Наконец проэкт кончен. С. С. Лашкарев придавал такое значение этому труду, что говорил многим: “мне учредить бы только акционерное общество и я умру спокойно”. В мае 1869 года Лашкарев опять пригласил сочувствующих учреждению акционерного общества торгового флота; собрались уже не семьдесят, а только человек пятнадцать. Некоторые предлагали подвергнуть проэкт рассмотрению в сентябре, но одни из членов коммиссии сказал, что если проэкт будет рассматриваться так же, как он составлялся, то есть, в одно заседание придут одни лица, а в другое — другие, то для этого нужно несколько лет. И потому он отказывается от всякого участия. Тем дело и решилось. Проэкт подписали только следующие лица: С. С. Лашкарев, А. П. Гутман, Ф. Д. Студитский и М. К. Сидоров. С. С. Лашкарев представил его на рассмотрение в мае 1869 года в Министерство Финансов — и 1 июня он умер скоропостижно. После шести недель, бумаги покойного по этому делу отправлены были к А. А. Гутману, как к второму лицу, подписавшемуся под проэктом. В сентябре А. П. Гутман собрал членов коммиссии и объявил, что решено отправить проэкт на рассмотрение в Министерство Внутренних Дел и Военное; в Морское же Министерство он был представлен и оно выразило большое сочувствие к идее, но сделало много замечаний. Собравшиеся лица поручили А. П. Гутману ходатайствовать об утверждении устава акционерного общества. Ходатайствует ли он об этом — неизвестно; по крайней мере другие учредители не получили об этом никакого известия.

Так дело дальше разговоров и “выработки устава” и не [91] пошло, не смотря на то, что это было время всяческих “концессий” и “обществ”.
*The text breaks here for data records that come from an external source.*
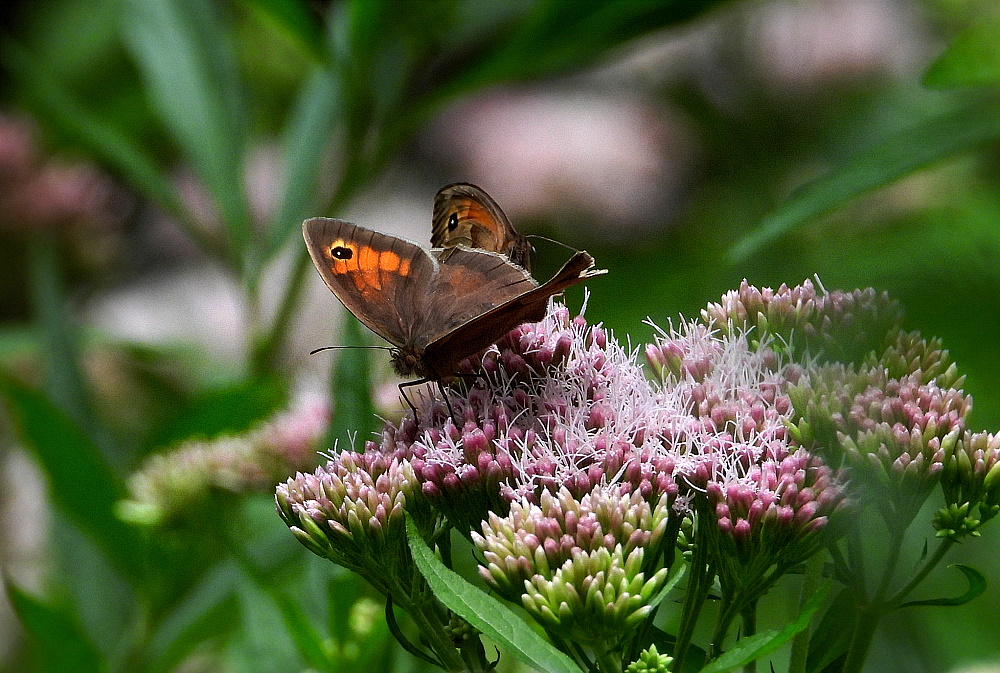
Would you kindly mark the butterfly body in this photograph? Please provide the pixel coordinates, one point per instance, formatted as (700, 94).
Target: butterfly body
(436, 307)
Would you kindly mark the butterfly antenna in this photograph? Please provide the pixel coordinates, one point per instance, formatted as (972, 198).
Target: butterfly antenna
(551, 240)
(330, 348)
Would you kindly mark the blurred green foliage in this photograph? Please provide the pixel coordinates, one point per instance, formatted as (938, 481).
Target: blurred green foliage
(871, 180)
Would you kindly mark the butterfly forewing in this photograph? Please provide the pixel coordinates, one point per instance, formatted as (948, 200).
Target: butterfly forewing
(383, 280)
(466, 215)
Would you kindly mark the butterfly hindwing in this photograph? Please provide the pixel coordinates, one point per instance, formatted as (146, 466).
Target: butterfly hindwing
(526, 306)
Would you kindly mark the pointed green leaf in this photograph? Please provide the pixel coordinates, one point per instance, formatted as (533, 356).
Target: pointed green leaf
(296, 19)
(758, 645)
(62, 645)
(184, 50)
(973, 58)
(227, 410)
(54, 102)
(307, 137)
(485, 613)
(82, 485)
(833, 634)
(897, 156)
(977, 587)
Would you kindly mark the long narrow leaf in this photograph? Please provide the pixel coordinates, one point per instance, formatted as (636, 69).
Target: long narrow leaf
(485, 613)
(899, 155)
(55, 103)
(82, 484)
(62, 645)
(295, 19)
(309, 129)
(976, 588)
(758, 645)
(184, 52)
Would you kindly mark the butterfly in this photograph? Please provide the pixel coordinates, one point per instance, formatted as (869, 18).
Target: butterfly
(436, 307)
(466, 215)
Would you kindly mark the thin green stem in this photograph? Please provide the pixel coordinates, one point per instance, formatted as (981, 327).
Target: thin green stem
(607, 662)
(870, 616)
(891, 563)
(810, 585)
(749, 616)
(699, 583)
(929, 565)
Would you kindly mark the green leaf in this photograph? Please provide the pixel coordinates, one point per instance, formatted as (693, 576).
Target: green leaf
(555, 36)
(295, 18)
(54, 101)
(228, 410)
(973, 58)
(977, 587)
(307, 138)
(485, 613)
(62, 645)
(184, 51)
(82, 485)
(897, 156)
(308, 640)
(833, 634)
(205, 612)
(758, 645)
(64, 381)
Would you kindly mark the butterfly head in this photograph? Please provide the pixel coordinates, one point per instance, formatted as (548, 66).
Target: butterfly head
(406, 361)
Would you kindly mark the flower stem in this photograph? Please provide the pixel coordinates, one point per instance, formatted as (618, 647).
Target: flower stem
(810, 585)
(869, 617)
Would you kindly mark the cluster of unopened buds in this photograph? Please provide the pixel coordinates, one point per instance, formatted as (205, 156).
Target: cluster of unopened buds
(579, 478)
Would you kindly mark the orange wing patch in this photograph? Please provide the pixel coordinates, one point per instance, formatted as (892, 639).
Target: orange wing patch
(388, 261)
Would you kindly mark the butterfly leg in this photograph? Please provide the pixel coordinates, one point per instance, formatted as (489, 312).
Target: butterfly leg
(447, 402)
(410, 384)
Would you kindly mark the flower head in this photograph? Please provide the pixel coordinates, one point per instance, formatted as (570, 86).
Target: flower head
(351, 511)
(171, 484)
(580, 567)
(971, 484)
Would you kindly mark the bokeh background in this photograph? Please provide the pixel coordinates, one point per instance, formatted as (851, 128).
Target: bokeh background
(158, 156)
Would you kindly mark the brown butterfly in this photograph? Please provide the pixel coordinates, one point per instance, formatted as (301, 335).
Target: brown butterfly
(436, 310)
(466, 215)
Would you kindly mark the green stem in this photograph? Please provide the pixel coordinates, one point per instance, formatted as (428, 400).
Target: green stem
(861, 638)
(749, 617)
(869, 617)
(810, 585)
(698, 587)
(891, 563)
(607, 662)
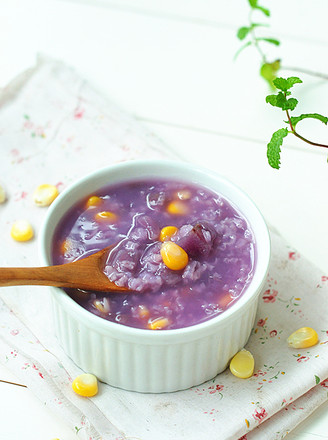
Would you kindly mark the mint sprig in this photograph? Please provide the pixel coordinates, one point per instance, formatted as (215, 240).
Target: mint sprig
(280, 100)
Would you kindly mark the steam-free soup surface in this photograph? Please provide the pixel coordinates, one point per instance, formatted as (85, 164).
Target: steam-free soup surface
(212, 244)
Но, ведь, были же осуществлены какие-нибудь из этих начинаний?

Да, были.

Тот же Сидоров, не жалея средств и времени, старался завести у нас и китоловную компанию, и связать Сибирь морским путем с Европой и пр. и пр. и все его благие начинания, вследствие нашей косности, разбивались в самом начале или, просуществовав немного, прекращались.

Что же тому за причина?

Чтобы ответить на этот вопрос, посмотрим, что делается по части промыслов у нас на Мурмане в настоящее время, заметив, что, хотя интерес к морю и морскому делу и растет за последнее время, можно сказать, не по дням, а по часам, но этот его рост кажется нам не совсем нормальным, и вот почему. Когда то или иное общественное явление действительно достигло такой стадии своего развития, что начинает интересовать всех и требовать скорейшего разрешения связанных с ним вопросов, то интерес этот не идет скачками, вопросы эти не решаются с плеча, а составляют предмет глубокого и всестороннего изучения. Если же с данными общественным явлением все вдруг начинают носиться, все вдруг начинают сыпать специальными терминами, относящимися до этого явления и, подчас, дальше терминов не идут, — то это значит, что просто настала мода такая, как наставала мода на Буланже, на Гарибальди, на братушек, хотя большинтсву не было решительно никакого дела до того, кто восторжествует, Гарибальди или Австрийцы, Буланже или оппортунисты. Так и с морским делом и связанными с ним вопросами.

Почти каждая газета теперь толкует о море, о развитии нашего флота, о покровительстве нашему каботажу, о портах, гаванях, боевых единицах и т. д. В каждом “салоне”, сколько-нибудь претендующем на современность, ведутся разговоры на эти же темы, и даже некоторые наши “специалисты”, обыкновенно не занимающиеся ничем, кроме приказов, да описаний рейдового времяпровождения вечно “готовящихся к предстоящей компании” судов, начинают делать удивленные глаза, смотря на такую деятельность своих сухопутных коллег и, не будучи в силах сказать что-либо по этому поводу, [92] драпируются в тогу своего величия, достигнутого цензовым плаванием между адмиралтейским шпицем и книжною лавкой в Кронштадте.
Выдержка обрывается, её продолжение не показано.